Blood pressure should be tested at least every two years. Blood pressure is the amount of force the blood exerts against the artery walls; it goes up and down during the course of the day but can be cause for concern if it stays elevated for any length of time, increasing the risk for stroke, heart attack and kidney failure. Studies suggest that nearly one in three adults has high blood pressure without being aware of it.

Your doctor can perform the test very simply in his rooms, and many pharmacies offer the service too. An inflatable sleeve will be wrapped around your upper arm. When the cuff is inflated, sensors measure your blood pressure and the reading is expressed as two numbers – the systolic (top figure) indicates the amount of force used when your heart beats, and the diastolic (bottom figure) shows the lowest pressure measured when your heart is at rest between beats. An average healthy blood pressure reading will be below 120 systolic and below 80 diastolic; higher than this could be an early warning sign of future cardiovascular problems. If your blood pressure reading is elevated, you will probably, at this stage, be able to bring it down with changes to diet and exercise; also have it re-tested every six months or as frequently as your doctor recommends.

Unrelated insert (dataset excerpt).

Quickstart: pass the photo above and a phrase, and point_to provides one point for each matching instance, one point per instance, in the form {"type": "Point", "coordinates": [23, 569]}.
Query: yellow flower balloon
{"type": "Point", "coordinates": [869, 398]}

Skin cancer is highly treatable if caught in the early stages, and experts recommend that you check your whole body yourself carefully once a month, looking for irregularly-shaped or changing moles, lesions or unusual freckles or blemishes. Specifically, remember your ABCDE’s – asymmetry, borders (blurry or jagged edges), colour (black or multi-hued), diameter (more than 6mm across, or growing), and evolving. If you have any concerns, see your doctor. Once every five years (more frequently if you have a family history of melanoma, constant sun exposure, or very fair skin) you should have a dermatologist do a full-body check-up, which is painless and takes around 10 minutes. Of course, the best way to treat melanoma is to prevent it, so don’t forget the sunblock!

Monthly self-examination is also advised to screen for early signs of testicular cancer, which is a rare form of cancer but does occur most frequently in young men. Unusual tenderness, swelling, lumps (generally painless), changes in size or a sensation of heaviness and discomfort in the scrotum – in fact any changes to normal appearance or feel – should be reported to your doctor. Testicular cancer is almost always curable, especially if diagnosed early.

Routine screening for sexually transmitted infections (including HIV) is not generally necessary unless you engage in high-risk sexual behaviour, in which case regular testing may reveal the presence of such infections even before symptoms develop. A DNA probe will check for gonorrhoea and chlamydia, and blood tests will screen for syphilis, herpes, hepatitis and HIV. Of course, if you do have any symptoms that give you cause for concern, the sooner you are diagnosed and treated the better.

You should have a dental check-up at least once a year; every six months is even better. The dentist will thoroughly examine your teeth and gums and check your tongue, lips and the soft tissues in your mouth to screen for cavities, gingivitis or problems of the gums, tongue or mouth. A full set of x-rays of your mouth and jaw should be taken periodically.

Experts recommend vision screening by an optometrist every ten years as a matter of course in the early stages of your adult life, and more frequently if you have difficulties with your eyes or you wear glasses or contact lenses. Problems with vision can cause headaches or fatigue, and can be an early sign of diabetes.

So – some specific ‘maintenance’ tasks should help get your body through its three-yearly ‘roadworthy’, and on the whole, an understanding of how your lifestyle choices affect your health will keep you in peak condition during your 20s (and beyond!). A balanced diet, sensible exercise programme, and avoiding smoking and excessive drinking, will almost certainly set you on the road to a long and healthy future.